Cepat, Lugas dan Berimbang

Tungku dan Nungku: Posibilitas Filsafat Bahasa Manggarai

Tungku dan Nungku
Kampung Adat Wae Rebo, Manggarai. (ist)

Ketika dia menuliskan kata nungku itu, dan mengidentifikasi diri sebagai ata nungku, yaitu seseorang yang sedang dalam proses dan tahap belajar (mempelajari) sesuatu. Dan, karena itu juga ada konotasi belum banyak pengalaman juga.

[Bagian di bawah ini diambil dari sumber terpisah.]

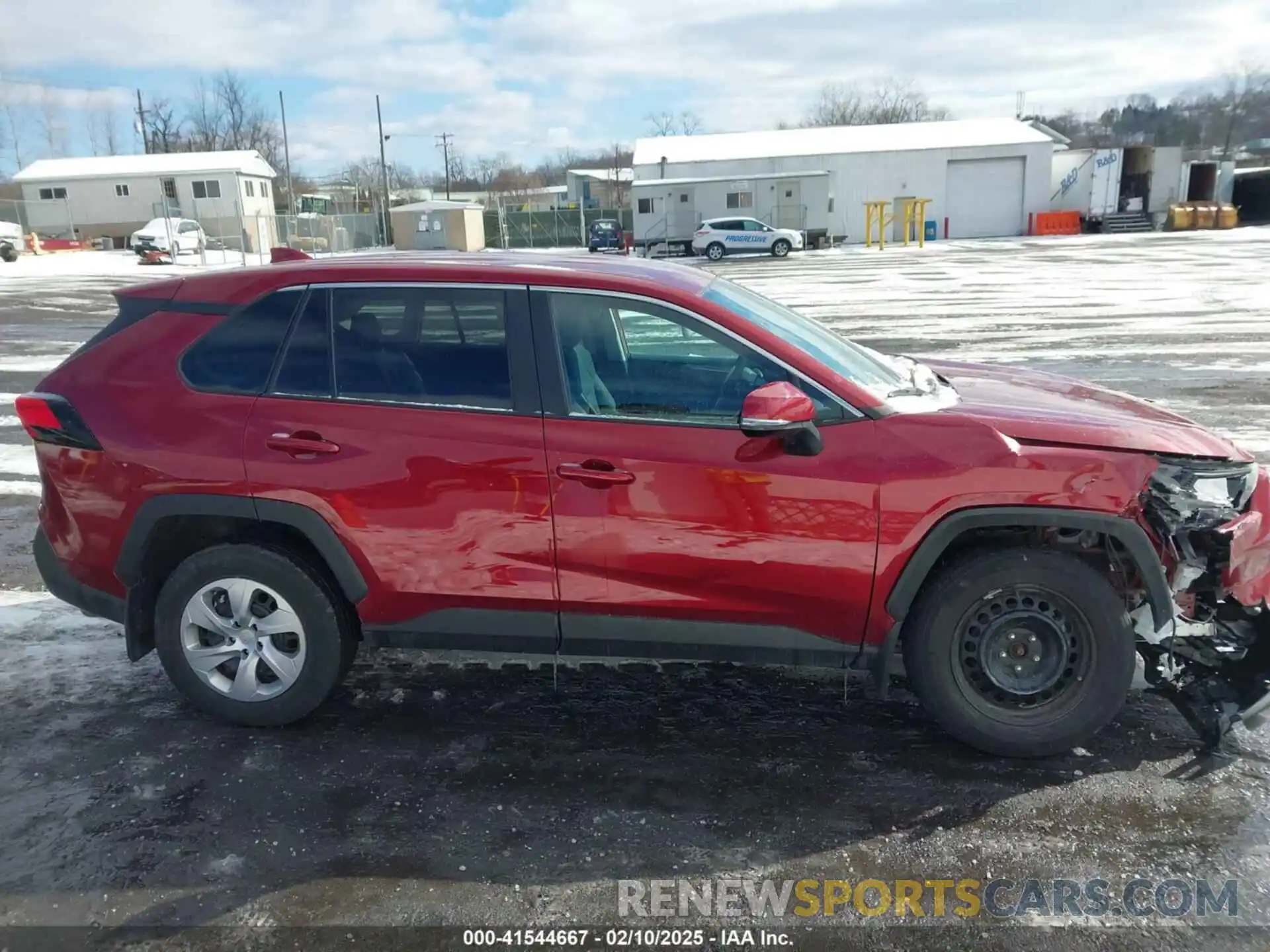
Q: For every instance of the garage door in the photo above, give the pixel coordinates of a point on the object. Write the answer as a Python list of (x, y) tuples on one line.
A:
[(986, 198)]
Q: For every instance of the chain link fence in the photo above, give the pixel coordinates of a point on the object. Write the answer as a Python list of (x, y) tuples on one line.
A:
[(559, 227), (48, 220)]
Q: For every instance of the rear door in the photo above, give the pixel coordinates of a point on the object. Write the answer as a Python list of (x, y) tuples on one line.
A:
[(408, 416), (676, 535)]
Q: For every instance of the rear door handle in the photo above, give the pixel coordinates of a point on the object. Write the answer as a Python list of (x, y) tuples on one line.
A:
[(595, 471), (302, 444)]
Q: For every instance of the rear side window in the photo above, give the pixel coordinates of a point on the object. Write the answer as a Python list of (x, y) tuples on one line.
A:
[(422, 346), (237, 356)]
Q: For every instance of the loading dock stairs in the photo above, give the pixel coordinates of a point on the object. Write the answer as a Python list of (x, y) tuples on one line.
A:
[(1126, 222)]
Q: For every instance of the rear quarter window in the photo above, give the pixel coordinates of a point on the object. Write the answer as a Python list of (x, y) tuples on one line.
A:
[(238, 354)]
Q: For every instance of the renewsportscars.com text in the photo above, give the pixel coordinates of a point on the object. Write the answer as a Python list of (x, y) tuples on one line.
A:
[(962, 898)]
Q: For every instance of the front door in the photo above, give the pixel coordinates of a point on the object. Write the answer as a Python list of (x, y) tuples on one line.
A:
[(685, 212), (789, 200), (676, 535), (419, 441)]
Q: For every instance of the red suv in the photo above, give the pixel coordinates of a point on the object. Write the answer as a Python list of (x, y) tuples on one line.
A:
[(257, 471)]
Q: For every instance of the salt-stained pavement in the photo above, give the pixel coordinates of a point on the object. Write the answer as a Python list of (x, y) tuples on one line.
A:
[(425, 795)]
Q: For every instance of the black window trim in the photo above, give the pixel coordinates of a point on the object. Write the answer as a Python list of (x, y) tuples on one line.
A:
[(552, 380), (521, 364)]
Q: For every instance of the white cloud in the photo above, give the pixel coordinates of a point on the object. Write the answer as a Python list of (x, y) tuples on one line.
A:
[(549, 73)]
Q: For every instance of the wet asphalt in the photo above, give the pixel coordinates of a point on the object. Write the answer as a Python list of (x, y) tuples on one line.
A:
[(436, 795)]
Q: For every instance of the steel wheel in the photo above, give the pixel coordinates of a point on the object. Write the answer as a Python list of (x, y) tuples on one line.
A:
[(1023, 648), (243, 640)]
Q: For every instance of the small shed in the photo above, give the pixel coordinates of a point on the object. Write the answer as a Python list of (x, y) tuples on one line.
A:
[(439, 225)]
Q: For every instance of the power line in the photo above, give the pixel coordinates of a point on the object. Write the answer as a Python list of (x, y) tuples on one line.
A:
[(444, 145)]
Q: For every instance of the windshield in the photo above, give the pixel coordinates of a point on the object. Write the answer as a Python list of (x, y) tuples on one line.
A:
[(859, 365)]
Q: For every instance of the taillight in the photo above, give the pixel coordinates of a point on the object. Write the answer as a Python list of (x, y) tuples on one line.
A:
[(48, 418)]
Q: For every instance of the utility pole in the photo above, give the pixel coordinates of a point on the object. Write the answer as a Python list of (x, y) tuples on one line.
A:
[(384, 169), (444, 141), (286, 153), (142, 118)]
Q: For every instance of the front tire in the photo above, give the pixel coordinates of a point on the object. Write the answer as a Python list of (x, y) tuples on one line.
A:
[(1020, 653), (252, 635)]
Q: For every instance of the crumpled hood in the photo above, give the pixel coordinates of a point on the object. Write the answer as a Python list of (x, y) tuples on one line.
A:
[(1047, 408)]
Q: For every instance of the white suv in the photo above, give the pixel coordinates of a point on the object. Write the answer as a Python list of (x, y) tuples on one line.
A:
[(719, 237)]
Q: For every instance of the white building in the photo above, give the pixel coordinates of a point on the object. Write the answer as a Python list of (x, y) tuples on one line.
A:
[(600, 188), (984, 177), (113, 196)]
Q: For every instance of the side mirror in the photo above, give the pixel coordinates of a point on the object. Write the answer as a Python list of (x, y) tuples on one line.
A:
[(780, 409)]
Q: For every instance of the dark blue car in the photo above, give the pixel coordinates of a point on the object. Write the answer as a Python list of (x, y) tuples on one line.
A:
[(606, 234)]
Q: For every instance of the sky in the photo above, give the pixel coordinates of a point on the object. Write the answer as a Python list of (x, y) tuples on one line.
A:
[(530, 78)]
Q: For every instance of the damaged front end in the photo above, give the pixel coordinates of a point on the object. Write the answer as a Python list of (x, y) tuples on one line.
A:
[(1212, 658)]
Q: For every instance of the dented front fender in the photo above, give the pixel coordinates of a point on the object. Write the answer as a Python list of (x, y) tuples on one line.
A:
[(1248, 574)]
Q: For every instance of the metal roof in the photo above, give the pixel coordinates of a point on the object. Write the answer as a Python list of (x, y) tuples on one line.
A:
[(101, 167), (836, 140), (740, 177)]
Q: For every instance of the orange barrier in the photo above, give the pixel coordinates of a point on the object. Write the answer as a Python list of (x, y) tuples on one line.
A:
[(1058, 223)]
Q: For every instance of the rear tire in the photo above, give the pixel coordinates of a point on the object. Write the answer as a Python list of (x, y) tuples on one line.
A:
[(1020, 653), (312, 647)]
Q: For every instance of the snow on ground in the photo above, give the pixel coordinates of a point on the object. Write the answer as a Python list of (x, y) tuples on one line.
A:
[(1183, 319)]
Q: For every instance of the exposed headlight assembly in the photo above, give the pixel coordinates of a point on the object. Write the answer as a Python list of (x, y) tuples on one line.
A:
[(1197, 494)]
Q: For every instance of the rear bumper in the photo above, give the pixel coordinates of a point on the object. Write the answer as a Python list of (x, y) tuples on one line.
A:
[(64, 586)]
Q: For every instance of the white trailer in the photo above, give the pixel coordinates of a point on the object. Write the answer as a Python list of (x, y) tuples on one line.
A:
[(1087, 180)]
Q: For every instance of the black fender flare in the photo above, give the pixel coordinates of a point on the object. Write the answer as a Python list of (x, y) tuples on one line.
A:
[(1127, 532), (309, 524)]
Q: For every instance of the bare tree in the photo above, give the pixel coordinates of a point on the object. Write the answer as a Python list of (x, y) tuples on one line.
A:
[(206, 121), (51, 122), (164, 128), (667, 124), (13, 120), (110, 128), (91, 125), (1242, 89), (889, 100)]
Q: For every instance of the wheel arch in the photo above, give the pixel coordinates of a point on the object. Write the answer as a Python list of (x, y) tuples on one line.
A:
[(172, 527), (959, 524)]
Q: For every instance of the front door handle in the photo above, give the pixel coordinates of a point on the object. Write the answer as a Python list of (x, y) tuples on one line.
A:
[(596, 473), (302, 444)]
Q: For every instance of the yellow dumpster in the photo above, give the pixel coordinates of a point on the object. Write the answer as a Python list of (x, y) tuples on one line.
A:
[(1181, 218)]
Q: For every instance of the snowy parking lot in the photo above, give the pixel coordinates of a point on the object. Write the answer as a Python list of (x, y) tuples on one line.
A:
[(423, 795)]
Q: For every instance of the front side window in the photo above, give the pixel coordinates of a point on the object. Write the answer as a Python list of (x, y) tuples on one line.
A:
[(422, 346), (640, 361), (237, 356)]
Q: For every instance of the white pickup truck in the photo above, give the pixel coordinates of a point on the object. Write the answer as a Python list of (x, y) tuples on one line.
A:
[(12, 243)]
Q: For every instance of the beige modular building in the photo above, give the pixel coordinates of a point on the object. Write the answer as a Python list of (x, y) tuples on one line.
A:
[(439, 225)]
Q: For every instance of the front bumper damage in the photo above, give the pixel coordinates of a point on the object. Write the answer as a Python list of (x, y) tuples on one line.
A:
[(1212, 522)]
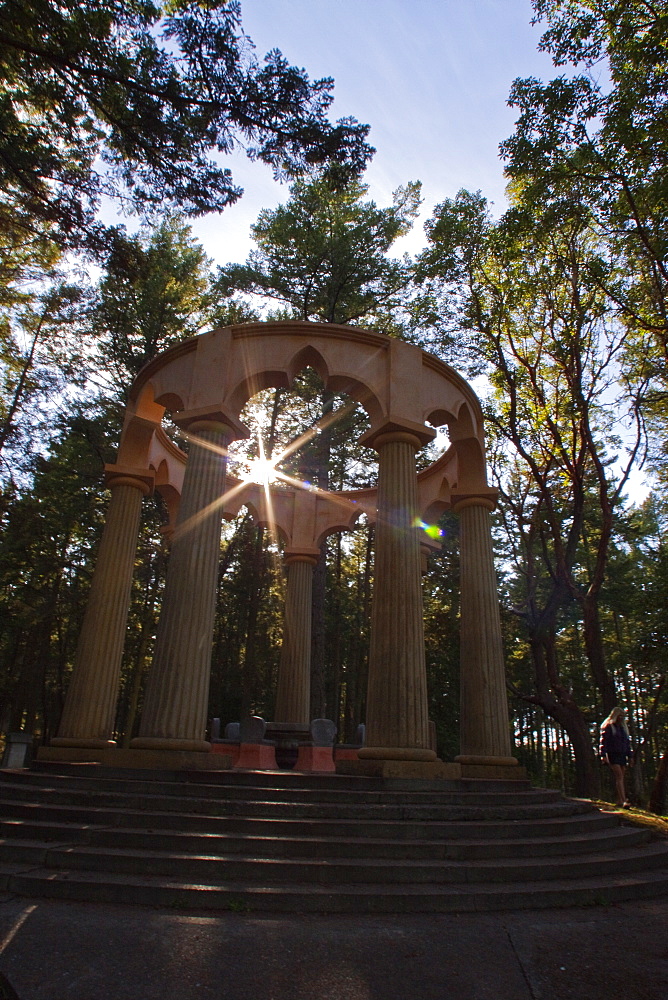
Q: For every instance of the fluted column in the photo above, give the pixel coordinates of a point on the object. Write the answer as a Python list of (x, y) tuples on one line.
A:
[(484, 729), (293, 693), (90, 708), (397, 724), (177, 690)]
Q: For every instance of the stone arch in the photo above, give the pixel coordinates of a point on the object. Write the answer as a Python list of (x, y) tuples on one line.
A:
[(206, 381)]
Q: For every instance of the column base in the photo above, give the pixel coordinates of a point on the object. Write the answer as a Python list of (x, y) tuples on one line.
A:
[(256, 757), (169, 743), (397, 753), (315, 760), (75, 741), (151, 760), (492, 768)]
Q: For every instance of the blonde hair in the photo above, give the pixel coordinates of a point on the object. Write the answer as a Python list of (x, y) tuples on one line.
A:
[(616, 717)]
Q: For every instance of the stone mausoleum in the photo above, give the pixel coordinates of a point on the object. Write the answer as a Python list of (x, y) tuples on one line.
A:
[(205, 383)]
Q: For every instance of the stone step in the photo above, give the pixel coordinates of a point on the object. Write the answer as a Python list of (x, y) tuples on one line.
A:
[(332, 898), (452, 795), (408, 823), (473, 809), (265, 779), (296, 845), (218, 869), (236, 842)]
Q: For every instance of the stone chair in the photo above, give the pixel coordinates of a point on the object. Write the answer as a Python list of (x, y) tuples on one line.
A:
[(255, 752), (317, 755)]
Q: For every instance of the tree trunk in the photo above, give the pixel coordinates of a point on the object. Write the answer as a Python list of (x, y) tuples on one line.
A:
[(557, 702), (657, 799)]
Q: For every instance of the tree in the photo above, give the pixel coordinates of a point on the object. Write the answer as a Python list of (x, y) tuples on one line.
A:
[(560, 394), (154, 293), (324, 255), (136, 102), (597, 138), (42, 365)]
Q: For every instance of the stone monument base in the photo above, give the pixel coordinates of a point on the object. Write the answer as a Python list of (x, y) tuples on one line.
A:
[(437, 770), (430, 770), (162, 760)]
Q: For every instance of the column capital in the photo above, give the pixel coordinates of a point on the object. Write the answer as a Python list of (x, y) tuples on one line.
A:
[(398, 430), (123, 475), (206, 418), (486, 498)]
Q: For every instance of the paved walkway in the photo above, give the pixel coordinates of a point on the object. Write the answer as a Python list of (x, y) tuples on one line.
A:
[(88, 951)]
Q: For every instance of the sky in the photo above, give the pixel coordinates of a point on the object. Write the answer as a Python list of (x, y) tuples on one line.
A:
[(431, 78)]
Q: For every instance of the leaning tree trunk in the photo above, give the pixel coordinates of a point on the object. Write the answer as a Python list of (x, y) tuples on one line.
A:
[(557, 701)]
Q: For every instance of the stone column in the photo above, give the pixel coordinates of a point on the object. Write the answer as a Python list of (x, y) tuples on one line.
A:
[(177, 689), (293, 694), (397, 722), (484, 729), (90, 709)]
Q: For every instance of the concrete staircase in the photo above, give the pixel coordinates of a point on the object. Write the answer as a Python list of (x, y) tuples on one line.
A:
[(286, 842)]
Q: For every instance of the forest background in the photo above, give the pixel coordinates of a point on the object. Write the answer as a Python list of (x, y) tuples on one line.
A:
[(555, 308)]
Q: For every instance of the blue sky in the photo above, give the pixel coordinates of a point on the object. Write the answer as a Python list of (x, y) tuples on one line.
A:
[(431, 77)]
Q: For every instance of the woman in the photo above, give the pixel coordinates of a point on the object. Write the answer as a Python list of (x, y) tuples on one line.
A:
[(616, 751)]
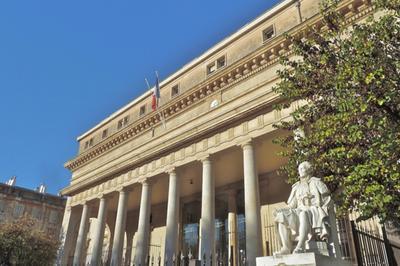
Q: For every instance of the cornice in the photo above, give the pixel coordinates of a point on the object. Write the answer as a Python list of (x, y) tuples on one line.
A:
[(248, 66)]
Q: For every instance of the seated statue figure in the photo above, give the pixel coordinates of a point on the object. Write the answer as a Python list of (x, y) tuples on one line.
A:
[(306, 216)]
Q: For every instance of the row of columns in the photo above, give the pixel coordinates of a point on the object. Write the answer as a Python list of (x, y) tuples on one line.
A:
[(207, 223)]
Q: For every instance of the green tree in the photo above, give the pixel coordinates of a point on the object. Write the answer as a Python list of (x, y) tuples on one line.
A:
[(21, 244), (348, 81)]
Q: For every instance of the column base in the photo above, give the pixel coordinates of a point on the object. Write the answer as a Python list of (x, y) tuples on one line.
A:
[(301, 259)]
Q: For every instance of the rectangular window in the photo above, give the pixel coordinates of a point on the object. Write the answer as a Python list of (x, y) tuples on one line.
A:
[(211, 68), (217, 64), (104, 134), (142, 110), (174, 91), (18, 210), (120, 124), (221, 62), (126, 120), (123, 122), (268, 33)]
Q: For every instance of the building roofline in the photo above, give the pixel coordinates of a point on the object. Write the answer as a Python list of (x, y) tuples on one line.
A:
[(225, 42)]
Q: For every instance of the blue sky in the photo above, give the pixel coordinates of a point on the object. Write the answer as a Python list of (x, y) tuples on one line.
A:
[(66, 65)]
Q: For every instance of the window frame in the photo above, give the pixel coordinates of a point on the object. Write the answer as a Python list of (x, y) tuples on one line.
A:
[(142, 110), (263, 33), (177, 92), (216, 65)]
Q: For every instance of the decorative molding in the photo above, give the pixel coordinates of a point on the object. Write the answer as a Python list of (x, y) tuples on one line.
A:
[(248, 66)]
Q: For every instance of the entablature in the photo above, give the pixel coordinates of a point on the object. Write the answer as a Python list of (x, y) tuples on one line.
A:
[(262, 58)]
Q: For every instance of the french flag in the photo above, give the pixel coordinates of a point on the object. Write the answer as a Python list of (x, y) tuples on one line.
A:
[(156, 95)]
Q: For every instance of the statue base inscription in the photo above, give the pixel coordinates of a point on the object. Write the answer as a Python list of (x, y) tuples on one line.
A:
[(300, 259)]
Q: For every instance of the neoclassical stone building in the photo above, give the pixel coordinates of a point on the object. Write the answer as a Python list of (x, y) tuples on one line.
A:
[(46, 210), (202, 181)]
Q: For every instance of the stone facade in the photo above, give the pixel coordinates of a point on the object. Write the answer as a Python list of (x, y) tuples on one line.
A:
[(199, 176), (47, 210)]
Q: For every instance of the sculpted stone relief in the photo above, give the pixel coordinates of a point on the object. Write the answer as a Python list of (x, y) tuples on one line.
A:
[(307, 214)]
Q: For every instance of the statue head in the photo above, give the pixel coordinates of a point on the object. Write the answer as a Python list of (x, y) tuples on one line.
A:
[(304, 169)]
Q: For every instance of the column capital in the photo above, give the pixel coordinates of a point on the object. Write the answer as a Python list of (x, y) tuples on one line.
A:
[(245, 143), (204, 158), (170, 170), (146, 181), (100, 196), (122, 189)]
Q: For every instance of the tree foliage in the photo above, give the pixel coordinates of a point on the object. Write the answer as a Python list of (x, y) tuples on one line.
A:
[(21, 244), (348, 81)]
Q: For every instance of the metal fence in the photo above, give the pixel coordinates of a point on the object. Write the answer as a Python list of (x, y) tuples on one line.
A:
[(371, 249)]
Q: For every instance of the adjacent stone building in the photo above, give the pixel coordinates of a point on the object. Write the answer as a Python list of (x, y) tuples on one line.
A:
[(46, 209), (198, 176)]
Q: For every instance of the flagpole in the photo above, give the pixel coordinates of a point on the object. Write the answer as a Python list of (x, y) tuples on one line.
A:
[(161, 116)]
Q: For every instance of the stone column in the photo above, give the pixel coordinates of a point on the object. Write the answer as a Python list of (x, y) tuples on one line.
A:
[(207, 213), (232, 228), (171, 236), (251, 205), (143, 233), (119, 231), (80, 247), (67, 233), (99, 233)]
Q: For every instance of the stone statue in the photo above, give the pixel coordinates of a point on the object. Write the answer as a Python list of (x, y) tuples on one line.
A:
[(307, 214)]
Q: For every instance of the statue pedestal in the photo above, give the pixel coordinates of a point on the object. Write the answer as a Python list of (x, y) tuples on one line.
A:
[(301, 259)]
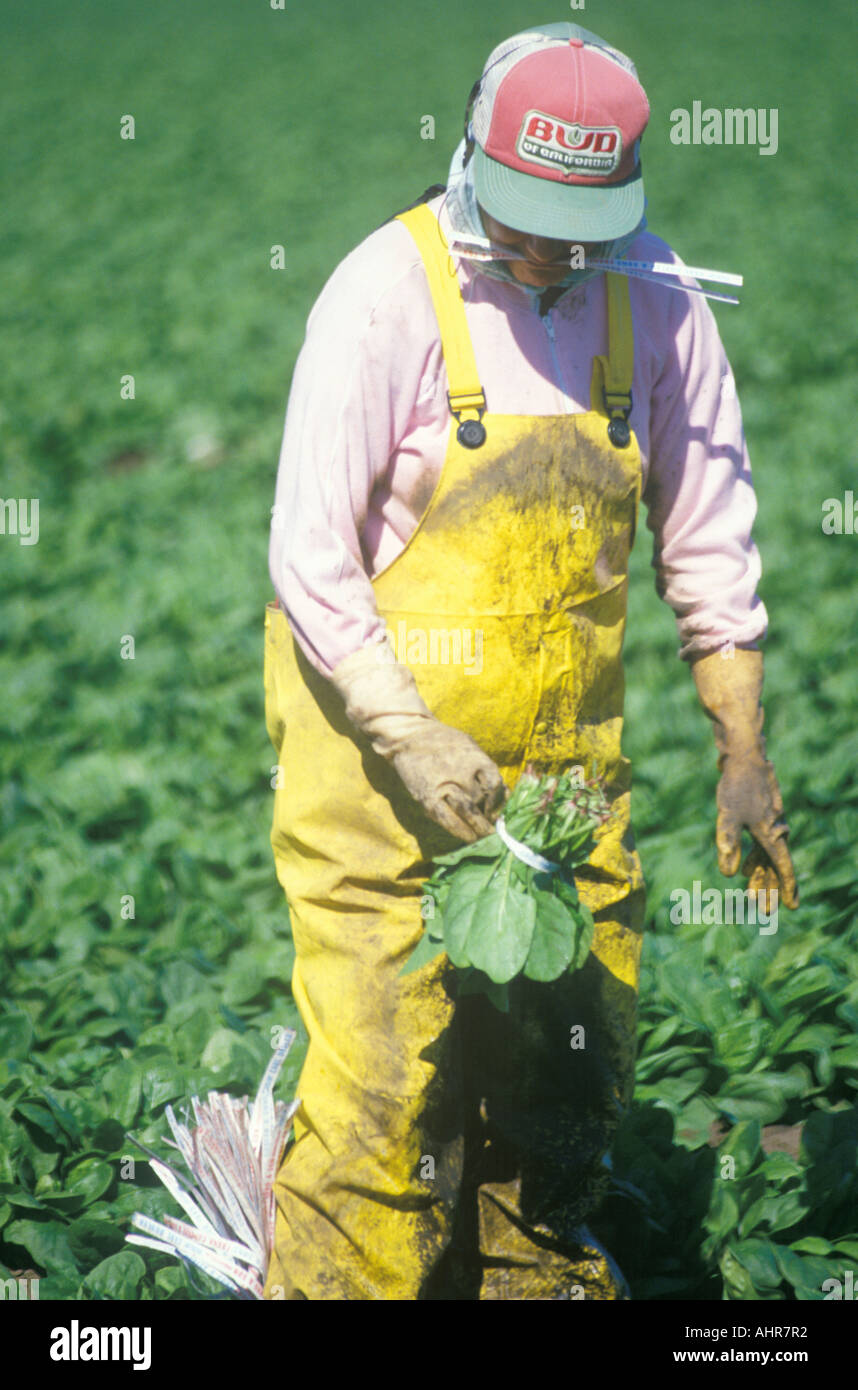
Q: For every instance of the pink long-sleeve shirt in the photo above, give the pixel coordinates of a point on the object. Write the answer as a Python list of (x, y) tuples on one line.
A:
[(367, 427)]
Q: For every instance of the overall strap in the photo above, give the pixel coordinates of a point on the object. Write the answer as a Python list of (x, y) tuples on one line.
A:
[(612, 374), (466, 396)]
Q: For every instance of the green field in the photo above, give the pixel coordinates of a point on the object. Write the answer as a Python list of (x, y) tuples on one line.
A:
[(150, 777)]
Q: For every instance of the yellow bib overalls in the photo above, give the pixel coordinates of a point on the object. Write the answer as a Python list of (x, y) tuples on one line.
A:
[(447, 1150)]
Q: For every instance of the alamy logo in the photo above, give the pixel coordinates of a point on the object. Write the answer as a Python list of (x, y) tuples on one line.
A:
[(77, 1343), (733, 125), (575, 149)]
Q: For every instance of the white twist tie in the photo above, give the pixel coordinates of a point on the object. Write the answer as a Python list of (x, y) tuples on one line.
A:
[(523, 852)]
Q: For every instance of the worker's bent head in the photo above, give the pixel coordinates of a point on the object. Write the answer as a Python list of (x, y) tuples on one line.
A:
[(554, 128)]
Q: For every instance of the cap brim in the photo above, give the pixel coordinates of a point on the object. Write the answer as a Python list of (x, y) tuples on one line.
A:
[(563, 211)]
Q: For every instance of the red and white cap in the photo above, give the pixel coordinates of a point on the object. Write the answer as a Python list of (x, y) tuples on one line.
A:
[(558, 123)]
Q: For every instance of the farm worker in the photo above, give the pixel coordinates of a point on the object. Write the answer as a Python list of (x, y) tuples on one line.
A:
[(465, 448)]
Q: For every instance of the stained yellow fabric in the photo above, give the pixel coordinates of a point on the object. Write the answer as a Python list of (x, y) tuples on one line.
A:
[(448, 1151)]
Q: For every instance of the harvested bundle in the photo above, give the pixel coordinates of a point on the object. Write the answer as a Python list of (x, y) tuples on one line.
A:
[(508, 904), (232, 1157)]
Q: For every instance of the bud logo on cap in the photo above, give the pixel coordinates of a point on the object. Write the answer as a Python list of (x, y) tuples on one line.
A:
[(576, 149)]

Karena itu ada risiko trial-and-error juga, secara tiba-tiba saya pun teringat akan sebuah dialog saya dulu dengan Pater Flori Laot, OFM di Pagal.

Dialog itu sebenarnya terkait dengan kedua kata bahasa Manggarai di atas tadi (tungku dan nungku). Tetapi sebelum saya bentangkan endapan ingatan saya akan dialog dengan Pater Flori itu, terlebih dahulu saya bentangkan isi percakapan dialogis kami tadi malam. Yang, hemat saya amat penting dan menarik dalam rangka membentuk dan membangun pemahaman filsafat bahasa Manggarai, sebuah misteri hermeneutika (sebab pada dasarnya filsafat bahasa itu adalah persoalan hermeneutika juga).

Adik Tarsis Gantura mengatakan bahwa semua ini masih dalam proses belajar: “Nungku e kae.” Tetapi saya mendorong dan membesarkan hati dia dengan mengatakan bahwa segala sesuatu justru bermula dari proses belajar itu, belajar dari titik nol. Bahkan bisa juga belajar dari titik di bawah nol. Atau dalam ungkapan yang saya pakai tadi malam sbb: Semua bermula dari nungku… Ya, memang segala sesuatu berawal dari sebuah proses belajar. Dan proses belajar pasti selalu mengandung risiko trial-and-error, ada risiko salah atau keliru (error) karena semuanya masih coba-coba (trial), yaitu bereksperimen dengan macam-macam hal (bahan dan cara pembuatan, campuran, durasi, waktu, tempat, dll).

Mengkonstruksi Hubungan Tungku agu Nungku

Kemudian saya lanjutkan percakapan itu dengan sebuah pertanyaan reflektif yang bersifat eksploratif: “Apakah kata nungku itu dalam bahasa Manggarai ada hubungannya dengan kata tungku? Untuk sedikit mempertegas substansi pertanyaan saya itu, saya lalu mengatakan bahwa, seharusnya, secara filsafat ilmu, ya pasti ada hubungan di antara kedua kata itu. Tidak mungkin tidak ada hubungan di antara keduanya. Toh perbedaan di antara kedua kata itu, terletak hanya di satu huruf awal saja, yaitu t dan n. Hanya, bagaimana persisnya hubungan itu? Itu yang harus dijelaskan dengan baik.

Masih menurut saya lagi, hubungannya dapat jelaskan secara singkat dengan dan dalam rumusan sbb. “Nungku itu hanya dimungkinkan oleh seni tungku…” Tetapi karena sedang di dalam sebuah dinamika dialog dengan seorang Tarsis, yang S1nya ialah di bidang Filsafat di STF Driyarkara Jakarta, maka saya pun bertanya dan sekaligus meminta konfirmasi tentang konstruksi pemikiran itu: “Ato bagaimana e?” Menurut saya, harusnya ada, sebab pada dasarnya hubungan itu antara lain tersirat dalam ungkapan sbb: “Tungku-tungku nuk… merajut ingatan, merajut pikiran, merajut pemikiran.”

Sebagai tanggapan terhadap pertanyaan saya itu, ase Tarsis mengatakan sebagai berikut: “Ole kae. Bisa juga dikaitkan ke sana. Hanya saja dua kata ini, tungku dan nungku, dengan dua makna yang berkesinambungan. Pemahaman saya ialah, tungku (tali) itu berarti sudah ada bahannya. Poli manga wasen ga.” Sedangkan “Eme nungku, harus mulai dari yang belum berbentuk atau belum jelas bendanya, lalu dicoba-coba dan bisa menghasilkan sesuatu.” Tetapi Tarsis merasa tidak begitu pasti dengan hal itu, dan karena itu ia mengatakan: “Aikn kole ge kae. Tombo hawi hawol dakun ho. Hahahahha.”